Now carbs are the culprit. As George Carlin once said about the seven most censorable words on television, it's carbs, so we're told, that will rot your mind, curve your spine, and lose the war for the Allies. And by carbs, we're not just talking Krispy Kremes. Legitimate high-fibre whole grains and cereals are also largely verboten. Potatoes are right off the list, of course, but so are other starchy vegetables like beans, peas and corn. Even fresh fruit is reviled for its demon sugar content. Bananas, grapes, pears—kiss 'em goodbye.

When bacon is considered healthier than bananas, there's something screwy going on. I chalk it up to the Revenge of the Carnivores. Like any oppressed group, meat-eaters can't wait to turn the tables on their former oppressors, and they're doing it with plenty of media savvy. Newly self-righteous carnivores demand to know where the evil carbs are lurking. At the supermarket, confused consumers (is there any other kind?) attempting to shop healthy are confronted with low-carb stickers plastered on everything from chips to wine to pizza dough. (Good grief, what's the point? If I want to decriminalize a pizza, I'll keep the carbs and skip the pepperoni.) The meat cultists are in charge now; get out of the way or be trampled in the bovine stampede. They're laughing all the way to cardiac arrest.
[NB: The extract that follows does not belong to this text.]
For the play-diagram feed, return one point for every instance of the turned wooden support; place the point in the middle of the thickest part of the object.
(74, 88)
We're encouraged to belive that carbs alone are responsible for America's obesity epidemic; it's so much simpler that way. And as is so often the case with scapegoats, the fanatical zeal of those opposed to them is reaching outrageous extremes. Carbs are the new cigarettes. Supposedly health-conscious foodies stuffing themselvs with animal fat already shun carbs in public places. How long before offensive carb-eaters are ghettoized in roped-off sections of restaurants, if not tossed out altogether, or walled off in glass cages at airports? The bread and cereal aisles at the market will be locked to prevent access by impressionable minors, like cigarettes or spray paint. Snack-vending machines will be banned from public spaces. Any commuter caught furtively chewing on a bagel will be thrown off the train. Shunned carb-addicts will congregate in shame in illegal bakeries operated like the speakeasies and opium dens of old.

It's so much easier to demonize carbs than to face the real issue behind American obesity: we eat too much. What's more, kids play Game Boy instead of hopscotch or basketball, while adults who spend all day in sedentary jobs think watching TV is recreation. Exercise and eating less—of everything—are the only effective ways to diet, but nobody wants to hear that. We'd rather cling to the notion that something else must be held responsible for our fat-inducing lifestyle, some weapon of mass delusion that, if rooted out and eliminated, will bring about the magical miracle cure. The fault, dear consumer, is not in our carbs but in ourselves.